Mumbai: India’s monsoon has revived over some of the biggest cotton, oilseeds and rice-growing areas, spurring sowing of crops delayed by below average rainfall so far this month, the weather office said.
Maharashtra, one of the largest cotton-growing states in the country, and Andhra Pradesh, the second biggest rice producer, received rains overnight, A.B. Mazumdar, deputy director general at the India meteorological department, said by phone. “We hope the new spell will last a few days,” he said.
Big contribution: A woman works in a cotton field.
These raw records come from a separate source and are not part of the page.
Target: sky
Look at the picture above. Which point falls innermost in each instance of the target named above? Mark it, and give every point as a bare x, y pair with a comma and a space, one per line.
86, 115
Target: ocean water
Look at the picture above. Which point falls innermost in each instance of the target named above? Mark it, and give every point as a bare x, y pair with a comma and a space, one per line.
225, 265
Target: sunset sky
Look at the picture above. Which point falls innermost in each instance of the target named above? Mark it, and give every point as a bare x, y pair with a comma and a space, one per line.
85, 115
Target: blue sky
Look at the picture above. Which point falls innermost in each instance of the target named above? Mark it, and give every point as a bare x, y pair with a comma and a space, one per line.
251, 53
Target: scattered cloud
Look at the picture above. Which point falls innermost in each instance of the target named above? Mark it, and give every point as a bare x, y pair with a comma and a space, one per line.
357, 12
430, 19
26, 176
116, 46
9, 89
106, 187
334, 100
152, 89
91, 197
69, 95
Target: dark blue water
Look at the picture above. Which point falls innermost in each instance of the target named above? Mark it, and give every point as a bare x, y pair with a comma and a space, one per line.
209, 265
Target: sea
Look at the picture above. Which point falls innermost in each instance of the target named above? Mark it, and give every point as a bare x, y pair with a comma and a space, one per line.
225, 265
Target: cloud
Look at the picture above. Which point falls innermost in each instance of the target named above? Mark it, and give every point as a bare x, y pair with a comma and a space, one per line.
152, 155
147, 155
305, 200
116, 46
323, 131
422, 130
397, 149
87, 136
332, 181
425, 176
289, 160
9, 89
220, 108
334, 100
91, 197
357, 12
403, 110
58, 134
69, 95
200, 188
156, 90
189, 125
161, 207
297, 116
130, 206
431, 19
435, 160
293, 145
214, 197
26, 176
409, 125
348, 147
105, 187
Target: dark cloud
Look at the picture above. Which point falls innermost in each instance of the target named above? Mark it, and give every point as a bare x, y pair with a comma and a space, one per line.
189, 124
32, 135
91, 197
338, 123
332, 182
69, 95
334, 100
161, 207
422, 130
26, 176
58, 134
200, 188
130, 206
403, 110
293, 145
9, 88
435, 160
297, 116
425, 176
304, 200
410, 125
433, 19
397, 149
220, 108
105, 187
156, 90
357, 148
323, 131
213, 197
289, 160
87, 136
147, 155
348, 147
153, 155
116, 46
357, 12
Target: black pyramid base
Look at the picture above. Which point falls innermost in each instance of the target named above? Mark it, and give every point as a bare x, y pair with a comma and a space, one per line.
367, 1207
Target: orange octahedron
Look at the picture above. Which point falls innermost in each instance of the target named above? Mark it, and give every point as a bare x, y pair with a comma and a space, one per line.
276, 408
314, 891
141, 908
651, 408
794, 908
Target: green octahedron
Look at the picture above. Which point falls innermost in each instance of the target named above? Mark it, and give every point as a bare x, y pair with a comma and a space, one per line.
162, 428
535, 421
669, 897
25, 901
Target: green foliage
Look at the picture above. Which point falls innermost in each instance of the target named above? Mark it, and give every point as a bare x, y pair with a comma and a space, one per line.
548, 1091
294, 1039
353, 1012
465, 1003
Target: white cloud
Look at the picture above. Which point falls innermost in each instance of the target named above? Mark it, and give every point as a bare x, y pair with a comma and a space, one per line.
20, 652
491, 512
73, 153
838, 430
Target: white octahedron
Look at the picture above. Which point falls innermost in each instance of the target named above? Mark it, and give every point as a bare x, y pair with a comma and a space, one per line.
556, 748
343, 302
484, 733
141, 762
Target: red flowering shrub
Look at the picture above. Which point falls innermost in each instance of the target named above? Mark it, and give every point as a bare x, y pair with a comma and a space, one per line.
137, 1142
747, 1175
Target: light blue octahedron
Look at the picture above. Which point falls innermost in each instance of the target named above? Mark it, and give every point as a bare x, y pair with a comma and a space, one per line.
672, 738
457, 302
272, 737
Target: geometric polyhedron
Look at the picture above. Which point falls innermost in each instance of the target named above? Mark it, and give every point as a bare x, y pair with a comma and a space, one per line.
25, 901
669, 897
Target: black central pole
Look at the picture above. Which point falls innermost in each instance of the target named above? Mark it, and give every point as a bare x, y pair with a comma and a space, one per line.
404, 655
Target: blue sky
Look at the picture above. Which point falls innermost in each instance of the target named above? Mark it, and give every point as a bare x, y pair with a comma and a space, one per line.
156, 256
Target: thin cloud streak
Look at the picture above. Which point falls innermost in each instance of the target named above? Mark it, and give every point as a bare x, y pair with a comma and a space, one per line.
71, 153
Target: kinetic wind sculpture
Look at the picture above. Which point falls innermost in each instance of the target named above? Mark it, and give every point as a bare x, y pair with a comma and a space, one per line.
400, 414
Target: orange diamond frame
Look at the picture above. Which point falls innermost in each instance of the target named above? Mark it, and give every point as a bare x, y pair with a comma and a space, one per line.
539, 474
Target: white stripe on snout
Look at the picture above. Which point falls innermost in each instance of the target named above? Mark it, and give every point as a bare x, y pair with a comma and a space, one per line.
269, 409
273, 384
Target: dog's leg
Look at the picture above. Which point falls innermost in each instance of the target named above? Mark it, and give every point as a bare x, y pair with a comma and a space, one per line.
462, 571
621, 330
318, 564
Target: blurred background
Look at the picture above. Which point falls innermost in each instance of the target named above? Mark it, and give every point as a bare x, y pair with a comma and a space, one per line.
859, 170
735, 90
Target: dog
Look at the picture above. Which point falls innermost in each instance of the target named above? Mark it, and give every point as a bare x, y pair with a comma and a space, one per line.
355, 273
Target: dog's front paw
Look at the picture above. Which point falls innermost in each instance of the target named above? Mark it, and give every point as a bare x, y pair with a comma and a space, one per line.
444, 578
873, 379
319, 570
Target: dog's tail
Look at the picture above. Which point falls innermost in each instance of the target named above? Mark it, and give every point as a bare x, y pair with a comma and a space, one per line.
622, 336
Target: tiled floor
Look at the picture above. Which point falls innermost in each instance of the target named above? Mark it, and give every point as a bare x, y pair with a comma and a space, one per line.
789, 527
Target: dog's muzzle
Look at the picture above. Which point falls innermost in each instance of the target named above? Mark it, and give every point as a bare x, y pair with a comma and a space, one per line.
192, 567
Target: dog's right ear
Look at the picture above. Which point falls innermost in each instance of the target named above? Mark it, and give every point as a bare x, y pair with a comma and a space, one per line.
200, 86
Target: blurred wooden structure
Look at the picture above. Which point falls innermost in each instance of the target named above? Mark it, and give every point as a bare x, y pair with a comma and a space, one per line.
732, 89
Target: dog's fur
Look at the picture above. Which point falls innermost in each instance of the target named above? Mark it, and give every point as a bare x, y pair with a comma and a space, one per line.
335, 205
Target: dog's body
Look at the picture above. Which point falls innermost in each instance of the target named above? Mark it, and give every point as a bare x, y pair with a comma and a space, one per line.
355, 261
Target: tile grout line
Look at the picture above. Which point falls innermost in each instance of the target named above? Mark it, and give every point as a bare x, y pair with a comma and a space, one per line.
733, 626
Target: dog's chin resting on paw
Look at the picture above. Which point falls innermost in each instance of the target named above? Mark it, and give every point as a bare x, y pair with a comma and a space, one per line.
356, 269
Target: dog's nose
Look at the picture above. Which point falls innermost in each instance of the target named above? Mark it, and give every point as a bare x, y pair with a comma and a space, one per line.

Photograph by Aijaz Rahi / AP
The June-September monsoon, which accounts for four-fifths of the nation’s annual rainfall, was below average in the first two weeks of this month, delaying sowing of crops including rice, maize, cotton and soya bean.
Showers in July account for one-third of the rainy season and are crucial for sowing of crops.
Farmers planted cotton in 5.8 million ha as of 18 July, 17% lower from a year earlier, while maize was sown on 4.1 million ha, compared with 4.26 million ha, according to the agriculture ministry.
The area under oilseeds was little changed at 10.1 million ha.
Planting of rice was increased after the weather office in April forecast normal rains this year. The lack of rainfall this month threatens rice planted on 14.9 million ha, 23% more than a year earlier.